Pollution is a great threat to health. According to the World Health Organization, nine million deaths in 2015 were connected to pollution—a killer that far surpassed deaths from malaria, tuberculosis, and HIV/AIDS combined. Some of the well-known effects of pollution are respiratory diseases, cardiovascular diseases, asthma, and premature deaths. The New York City Department of Health and Mental Hygiene (2005-2007) discovered that pollution in NYC causes over 3,000 premature deaths and over 8,000 emergency department visits and hospitalizations for respiratory and cardiovascular disease in NYC each year. The consequences of air pollution don’t just stop there as several studies recently found a strong correlation between pollution and fetal brain development impairment.
"Stealth Power's idle reduction technology prevents the release of dangerous greenhouse gases including pollutants known to contribute to adverse health issues. Stealth Power's goal is to reduce dependency on fossil fuel sources and improve air quality..." - Shannon Sentell, Stealth Power's COO
“Pollution levels during pregnancy that adhered to safety standards were nonetheless linked to learning and behavioral problems,” says Gabrielle Levy from US News. Especially during early stages of brain development, children are extremely sensitive to even small exposure to toxic chemicals, let alone breathing in toxic air. In fact, according to the study conducted by Barcelona Institute for Global Health in Spain and the Erasmus University Medical Center in Rotterdam there were deformities in the thickness of the cortex due to air pollution—in areas that controls memory, sense of self, and even emotional regulation such as the occipital lobe and part of prefrontal cortex.
Additionally, the study found that children with abnormalities on the brain would have a higher tendency to have “issues with inhibitory control, including difficulty with impulsive behavior, self-control over temptations, and have been shown to be related to other mental health issues such as addictive behavior and attention-deficit or hyperactivity disorder”.

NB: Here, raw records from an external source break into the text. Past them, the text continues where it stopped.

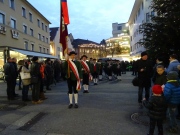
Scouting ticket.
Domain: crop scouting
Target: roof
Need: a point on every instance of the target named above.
(77, 42)
(53, 32)
(36, 11)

Often, the most common negative effects towards physical health are associated with lungs or heart issues but did not consider the cognitive impairment. “But perhaps we should have learned from studies of maternal smoking that inhaling toxins may have lasting effects on cognitive development,” Dr John Krystal—an editor of Biological Psychology stated. There are multiple damaging outcomes of toxic air that we should consider that caused striking numbers of premature deaths, diseases, and even children’s brain development. The threats of toxic air quality are severe, and the movement for cleaner air quality should be taken seriously.